Returns final events as a compact binary (same format as streaming_feed_sax/3).
@spec streaming_new() :: parser_ref()
Create a new streaming XML parser.
The streaming parser processes XML in chunks with bounded memory usage.
Examples
parser = RustyXML.Native.streaming_new()
RustyXML.Native.streaming_feed(parser, "<root>")
RustyXML.Native.streaming_feed(parser, "<item/></root>")
events = RustyXML.Native.streaming_take_events(parser, 100)
@spec streaming_new_with_filter(binary()) :: parser_ref()
Create a streaming parser with a tag filter.
Only events for the specified tag name will be emitted. Useful for extracting specific elements from large documents.
Examples
parser = RustyXML.Native.streaming_new_with_filter("item")
RustyXML.Native.streaming_feed(parser, "<root><item/><other/></root>")
# Only item events will be returned
@spec streaming_sax_new() :: reference()
Create a new streaming SAX parser.
Returns an opaque parser reference for use with streaming_feed_sax/3.
@spec streaming_status(parser_ref()) :: {non_neg_integer(), non_neg_integer(), boolean()} | {:error, :mutex_poisoned}
Get streaming parser status.
Returns {available_events, buffer_size, has_pending} on success, or
{:error, :mutex_poisoned} if the parser mutex is poisoned.
@spec streaming_take_elements(parser_ref(), non_neg_integer()) :: [binary()] | {:error, :mutex_poisoned}
Take up to max complete elements from the streaming parser.
Returns a list of XML binaries for complete elements.
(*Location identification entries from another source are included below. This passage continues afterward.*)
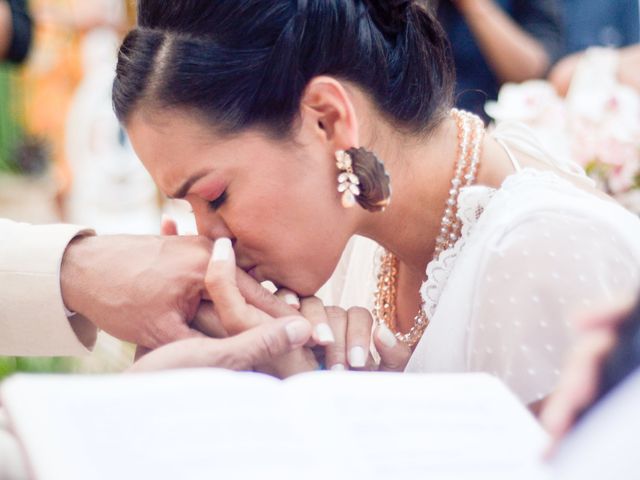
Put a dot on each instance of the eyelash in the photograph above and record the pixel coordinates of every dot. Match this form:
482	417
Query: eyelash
218	202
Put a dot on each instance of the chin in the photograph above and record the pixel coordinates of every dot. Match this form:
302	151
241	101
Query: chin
304	287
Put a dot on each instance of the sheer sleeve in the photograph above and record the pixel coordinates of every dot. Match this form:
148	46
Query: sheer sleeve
534	281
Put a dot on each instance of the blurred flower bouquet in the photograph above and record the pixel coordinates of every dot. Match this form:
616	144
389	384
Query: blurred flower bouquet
597	125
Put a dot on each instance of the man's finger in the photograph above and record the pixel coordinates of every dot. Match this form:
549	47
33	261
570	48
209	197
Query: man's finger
289	297
208	322
394	355
261	298
168	226
313	310
220	281
270	341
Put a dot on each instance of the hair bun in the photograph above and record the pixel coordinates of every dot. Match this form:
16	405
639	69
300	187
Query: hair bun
389	15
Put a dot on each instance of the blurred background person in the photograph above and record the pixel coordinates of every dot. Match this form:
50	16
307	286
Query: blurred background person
15	30
590	23
500	41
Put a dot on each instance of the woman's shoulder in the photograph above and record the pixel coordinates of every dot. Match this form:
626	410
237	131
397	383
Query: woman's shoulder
533	196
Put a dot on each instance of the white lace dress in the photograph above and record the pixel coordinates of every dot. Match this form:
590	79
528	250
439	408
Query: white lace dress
533	255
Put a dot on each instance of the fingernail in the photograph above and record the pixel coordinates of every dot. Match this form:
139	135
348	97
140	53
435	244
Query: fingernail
298	332
386	336
324	334
357	357
292	299
222	250
553	419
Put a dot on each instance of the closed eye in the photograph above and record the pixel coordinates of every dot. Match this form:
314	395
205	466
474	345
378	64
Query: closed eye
218	202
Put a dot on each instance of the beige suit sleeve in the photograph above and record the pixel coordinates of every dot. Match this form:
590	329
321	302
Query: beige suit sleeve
33	321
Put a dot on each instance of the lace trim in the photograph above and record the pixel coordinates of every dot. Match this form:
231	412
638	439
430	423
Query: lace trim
471	204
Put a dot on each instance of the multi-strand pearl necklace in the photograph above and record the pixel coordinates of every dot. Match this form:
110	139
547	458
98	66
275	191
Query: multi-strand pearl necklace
470	137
This is faster than using events because the element strings are built in Rust without needing reconstruction in Elixir.
@spec streaming_take_events(parser_ref(), non_neg_integer()) :: [xml_event()] | {:error, :mutex_poisoned}
Take up to max events from the streaming parser.
Returns {:error, :mutex_poisoned} if the parser mutex is poisoned.
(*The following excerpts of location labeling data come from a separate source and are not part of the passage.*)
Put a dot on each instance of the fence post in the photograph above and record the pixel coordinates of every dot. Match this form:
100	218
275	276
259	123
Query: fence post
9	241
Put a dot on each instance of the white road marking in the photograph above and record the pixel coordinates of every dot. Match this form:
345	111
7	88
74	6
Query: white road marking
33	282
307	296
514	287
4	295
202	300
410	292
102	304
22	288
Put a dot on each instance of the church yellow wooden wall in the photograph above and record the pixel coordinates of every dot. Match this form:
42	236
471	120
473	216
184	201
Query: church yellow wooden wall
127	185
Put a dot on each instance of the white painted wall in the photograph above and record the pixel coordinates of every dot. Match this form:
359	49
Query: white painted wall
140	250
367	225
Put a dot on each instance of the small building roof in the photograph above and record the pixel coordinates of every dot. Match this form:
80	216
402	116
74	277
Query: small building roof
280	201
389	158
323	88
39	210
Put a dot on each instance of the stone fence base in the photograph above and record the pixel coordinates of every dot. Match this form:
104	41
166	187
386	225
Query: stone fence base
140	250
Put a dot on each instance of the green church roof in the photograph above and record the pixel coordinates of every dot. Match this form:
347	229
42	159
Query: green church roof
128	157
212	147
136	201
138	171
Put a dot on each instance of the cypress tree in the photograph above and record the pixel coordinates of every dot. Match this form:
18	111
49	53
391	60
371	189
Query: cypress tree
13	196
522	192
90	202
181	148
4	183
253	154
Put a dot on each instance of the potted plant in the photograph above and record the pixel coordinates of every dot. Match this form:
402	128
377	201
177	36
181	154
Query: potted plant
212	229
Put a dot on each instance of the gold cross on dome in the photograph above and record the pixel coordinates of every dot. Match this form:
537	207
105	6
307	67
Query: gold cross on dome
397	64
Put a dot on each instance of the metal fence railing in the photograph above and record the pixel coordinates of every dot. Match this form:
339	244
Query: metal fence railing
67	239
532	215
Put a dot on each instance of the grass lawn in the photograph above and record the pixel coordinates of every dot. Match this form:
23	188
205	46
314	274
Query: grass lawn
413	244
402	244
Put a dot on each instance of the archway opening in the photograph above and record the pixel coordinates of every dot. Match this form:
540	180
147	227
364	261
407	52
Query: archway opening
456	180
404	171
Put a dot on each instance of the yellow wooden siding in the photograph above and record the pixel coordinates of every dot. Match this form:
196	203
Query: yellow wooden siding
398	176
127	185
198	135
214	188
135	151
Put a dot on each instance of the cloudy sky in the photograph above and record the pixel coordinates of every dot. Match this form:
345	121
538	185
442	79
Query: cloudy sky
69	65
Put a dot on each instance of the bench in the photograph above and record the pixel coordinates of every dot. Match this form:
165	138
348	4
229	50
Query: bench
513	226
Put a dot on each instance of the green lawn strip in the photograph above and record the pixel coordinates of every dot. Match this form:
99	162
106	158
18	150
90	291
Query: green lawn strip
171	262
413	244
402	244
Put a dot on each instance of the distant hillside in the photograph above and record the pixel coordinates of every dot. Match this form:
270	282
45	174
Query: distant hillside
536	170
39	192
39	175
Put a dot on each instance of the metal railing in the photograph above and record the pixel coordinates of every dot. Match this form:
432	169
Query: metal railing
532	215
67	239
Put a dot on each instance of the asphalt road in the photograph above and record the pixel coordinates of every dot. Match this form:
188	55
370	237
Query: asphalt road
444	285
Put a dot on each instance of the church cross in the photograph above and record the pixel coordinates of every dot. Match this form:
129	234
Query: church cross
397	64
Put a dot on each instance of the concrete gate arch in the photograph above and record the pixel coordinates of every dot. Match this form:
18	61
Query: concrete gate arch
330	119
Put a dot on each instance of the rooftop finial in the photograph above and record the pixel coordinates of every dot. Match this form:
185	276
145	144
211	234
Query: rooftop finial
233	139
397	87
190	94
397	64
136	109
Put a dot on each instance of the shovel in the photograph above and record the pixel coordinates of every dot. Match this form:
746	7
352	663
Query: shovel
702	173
@spec streaming_take_saxy_events(reference(), non_neg_integer(), boolean()) :: [tuple()] | {:error, :mutex_poisoned}
Take events from streaming parser in Saxy-compatible format.
@spec xpath_query(document_ref(), binary()) :: term()
Execute an XPath query on a parsed document.
Returns the result based on the XPath expression:
- Node-set queries return a list of element tuples
- String queries return a string
- Number queries return a float
- Boolean queries return true/false
Examples
doc = RustyXML.Native.parse("<root><item>text</item></root>")
RustyXML.Native.xpath_query(doc, "//item")
#=> [{:element, "item", [], ["text"]}]
@spec xpath_query_raw(document_ref(), binary()) :: [binary()] | term()
Execute an XPath query returning XML strings for node sets (fast path).
Instead of building nested Elixir tuples for each element, this returns the serialized XML string for each node. Much faster for queries returning many elements.
Examples
doc = RustyXML.Native.parse("<root><item>text</item></root>")
RustyXML.Native.xpath_query_raw(doc, "//item")
#=> ["<item>text</item>"]
Execute XPath and return string value of result.
Runs on the dirty CPU scheduler since it parses raw XML input. For node-sets, returns text content of first node.
Examples
RustyXML.Native.xpath_string_value("<root>hello</root>", "//root/text()")
#=> "hello"
@spec xpath_string_value_doc(document_ref(), binary()) :: binary()
Execute XPath on document reference and return string value.
@spec xpath_text_list(document_ref(), binary()) :: [binary()] | term()
Execute XPath query returning text values for node sets (optimized fast path).
Instead of building nested Elixir tuples for each element, returns the
concatenated text content of each node as a string. Much faster for the
common case where is_value: true (no e modifier).
For non-NodeSet results (numbers, strings, booleans), returns as-is.
Execute parent XPath and evaluate subspecs for each result node.
Runs on the dirty CPU scheduler since it parses raw XML input.
Returns a list of maps with each subspec evaluated relative to the parent nodes.
Examples
xml = "<items><item><id>1</id><name>A</name></item></items>"
RustyXML.Native.xpath_with_subspecs(xml, "//item", [{"id", "./id/text()"}, {"name", "./name/text()"}])
#=> [%{id: "1", name: "A"}]